2.2 Metadata
Metadata is data about your data. It includes information about your data’s content, structure, authors, and permissions to make your data interpretable and usable by your future self and others. EVERY data file should be accompanied by a metadata file.
This includes files that people tend to overlook or think are not useful for the broader team. For example, if you’re using Google Sheets to keep track of literature or data reviews for a specific project, these documents should also have some form of accompanying metadata.
2.2.1 Metadata Standards
We use “readme” style metadata, named _readme_datafilename
, and stored in the same folder as the data file.
Create one readme file for each data file. Download and use this template to create your readme file (when one is not already available).
Name the readme
_readme_datafilename
and save as a text file.Format the readme so it is easy to understand (use bullets, break up information, etc.)
Use a standardized date format (YYYY-MM-DD)
We acknowledge that it may not always be feasible to draft robust metadata immediately when a dataset is first uploaded to the emlab/data
folder. In this case, a minimal readme file can be created as a temporary placeholder that contains the following information: your name, contact info, a very brief (1-2 lines) description of the data, and a note on how you obtained them. Please refer to the Data Directory subheading for further instruction on how to incorporate this form of temporary documentation into the emLab Data Directory.

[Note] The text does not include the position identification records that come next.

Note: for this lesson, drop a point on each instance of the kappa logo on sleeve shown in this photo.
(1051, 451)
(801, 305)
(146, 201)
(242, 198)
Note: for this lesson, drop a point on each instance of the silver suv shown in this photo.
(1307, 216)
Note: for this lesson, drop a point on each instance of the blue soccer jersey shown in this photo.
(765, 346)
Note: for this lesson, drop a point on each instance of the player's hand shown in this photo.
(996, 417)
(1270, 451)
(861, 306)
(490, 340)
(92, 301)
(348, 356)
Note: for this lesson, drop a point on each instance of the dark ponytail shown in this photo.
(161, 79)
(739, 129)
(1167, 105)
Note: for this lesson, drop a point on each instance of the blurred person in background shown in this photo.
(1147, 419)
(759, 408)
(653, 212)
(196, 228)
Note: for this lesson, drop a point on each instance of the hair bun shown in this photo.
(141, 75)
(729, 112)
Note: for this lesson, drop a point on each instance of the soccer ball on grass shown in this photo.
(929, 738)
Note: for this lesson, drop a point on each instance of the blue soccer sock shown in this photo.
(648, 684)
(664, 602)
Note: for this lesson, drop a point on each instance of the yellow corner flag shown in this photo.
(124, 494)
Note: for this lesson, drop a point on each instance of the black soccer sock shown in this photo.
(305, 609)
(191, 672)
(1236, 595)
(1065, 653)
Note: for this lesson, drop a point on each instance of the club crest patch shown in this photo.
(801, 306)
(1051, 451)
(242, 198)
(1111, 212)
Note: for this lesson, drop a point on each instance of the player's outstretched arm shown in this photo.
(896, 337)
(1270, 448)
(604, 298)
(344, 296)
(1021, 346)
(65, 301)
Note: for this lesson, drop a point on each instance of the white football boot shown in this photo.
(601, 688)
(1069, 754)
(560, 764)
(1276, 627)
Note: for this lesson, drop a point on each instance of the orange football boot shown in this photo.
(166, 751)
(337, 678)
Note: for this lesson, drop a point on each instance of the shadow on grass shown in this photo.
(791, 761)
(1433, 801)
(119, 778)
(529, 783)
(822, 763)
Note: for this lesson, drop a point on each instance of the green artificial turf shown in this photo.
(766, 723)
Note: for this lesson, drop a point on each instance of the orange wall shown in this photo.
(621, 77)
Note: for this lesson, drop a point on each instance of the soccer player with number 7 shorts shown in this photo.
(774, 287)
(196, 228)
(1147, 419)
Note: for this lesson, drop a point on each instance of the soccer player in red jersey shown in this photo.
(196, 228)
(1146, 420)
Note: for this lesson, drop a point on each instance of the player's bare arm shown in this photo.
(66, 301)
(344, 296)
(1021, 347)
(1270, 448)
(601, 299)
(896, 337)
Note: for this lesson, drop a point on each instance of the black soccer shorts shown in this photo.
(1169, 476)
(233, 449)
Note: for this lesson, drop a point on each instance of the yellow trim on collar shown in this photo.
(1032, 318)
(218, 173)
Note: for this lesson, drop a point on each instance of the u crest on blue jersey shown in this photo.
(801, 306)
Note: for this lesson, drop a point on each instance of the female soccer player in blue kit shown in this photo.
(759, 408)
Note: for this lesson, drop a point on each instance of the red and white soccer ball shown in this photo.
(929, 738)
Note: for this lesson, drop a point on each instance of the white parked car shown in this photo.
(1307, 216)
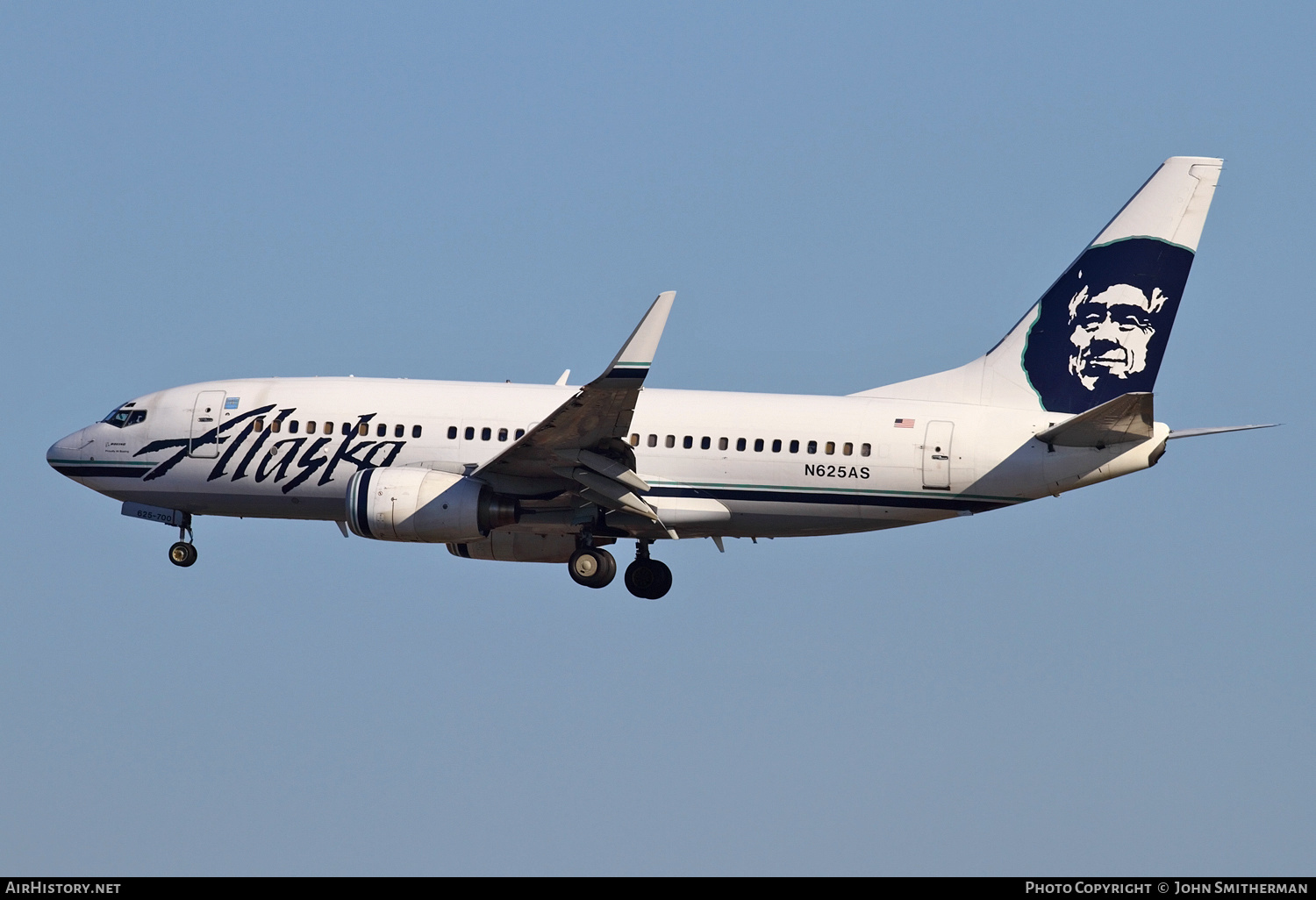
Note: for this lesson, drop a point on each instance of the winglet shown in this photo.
(637, 354)
(1199, 432)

For files that may be considered more “internal notes” than datasets (Google Sheets example mentioned above), please ensure that some sort of metadata is present. One alternative to a “readme” file is to create an extra tab on the Google Sheet labeled “metadata”. Here, you can include information on the column names (column 1) and their definitions (column 2). This allows collaborators and team members to easily interpret the columns and use the dataset appropriately.
2.2.2 emLab common data directory
All commonly used emLab data is stored in subfolders of the Data folder on the emLab GRIT storage space (emlab/data
). To document these data, we use the emLab Data Directory that includes key, standardized information from each readme metadata file. Every data file in the emlab/data
folder has a record (row) in the emLab Data Directory. The emLab Data Directory file contains two sheets: (1) Data directory (the record and standardized documentation for each data file); (2) Metadata (information needed to populate the Data Directory, i.e. the meta-metadata)
In the case of placeholder metadata (as described in the Metadata section), only the following columns should be filled out: folder, filename, contact, and summary. This (mostly blank) row serves two purposes: 1) it retains some of the searchability function for that dataset and 2) it serves as a visual reminder that those datasets are in need of more robust metadata development.
Column | Description |
---|---|
Domain | Climate/Energy; Land; Ocean; General; Other [drop down menu] |
Description | A few word description (e.g. SST US 2017); max 5 words |
Folder | Name of folder containing data |
Filename | Name of data |
Year | Year of publication |
Version | Sub category of year; NA if not applicable |
Project | Project name that used these data (can have multiple listings) or ‘General’ if widely used (e.g. FAO data), hyperlinked to Google Drive/Box folder |
Code | Link to Github repo or wherever code is stored |
Data Stage | raw’ if raw data; ‘final input’ for the input data used for the analysis; ‘output’ for what was used for the project and/or published [drop down menu] |
Filetype | File extension (e.g. csv; tif; rds); note: do note include ‘.’ |
Citation | Hyperlinked reference to publication or online resource or contact for individual/group data author |
URL | Link to original data source |
Extent | global; regional; national; local [drop down menu] |
Resolution | Resolution of spatial data (in degrees) |
Permissions | open = open source/open access; restricted = need author permission; secure = confidential data and likely involves a DUA or NDA [drop down menu] |
Start year | Data set start year; numeric |
End year | Data set end year; numeric |
Source | e.g. emLab; FAO; Rare |
Contact | Name and email of contact person in emLab who used/stored data |
emLab reference | Hyperlinked reference to emLab publication using data (can be NA) |
Keywords | e.g. fisheries; fire; utilities; property value; VDS; MPA; oceanography; temperature; habitat; biodiversity (up to 5 per entry, separated by semi-colons) |
Summary | Brief description of the data (1-2 sentences). Include years for timeseries; location/spatial extent for spatial data; key variables; resolution; sampling frequency; species; etc. |
Notes | Other relevant information about data. Initial your entry (e.g. if it was processed (e.g. subset from a larger dataset); what specifically was done; are there suspicious data points?; note if there are issues; etc.) |
Any time you add a new dataset to the shared emLab data folder and directory, please message the #data-streamlining
Slack channel so that others on the team know about the new dataset.
2.2.3 Project-specific data directories
We highly recommend that research teams create a data_overview
spreadsheet for keeping track of project-related data (i.e. a separate Google Sheet stored in the project’s Google Shared Drive folder). This centralized document can be used to document project-relevant information and communicate to team members datasets that have already been saved. This document can then be used to guide and simplify data migration to the emLab Data Directory once the project is complete. Suggested attributes include:
- File name
- Folder name
- Source of data
- Link where data was downloaded
- Description of data
- Name of the researcher who downloaded the data
- Data directory entry (complete, in progress, not started, etc.)
- Metadata sheet (complete, in progress, not started, etc.)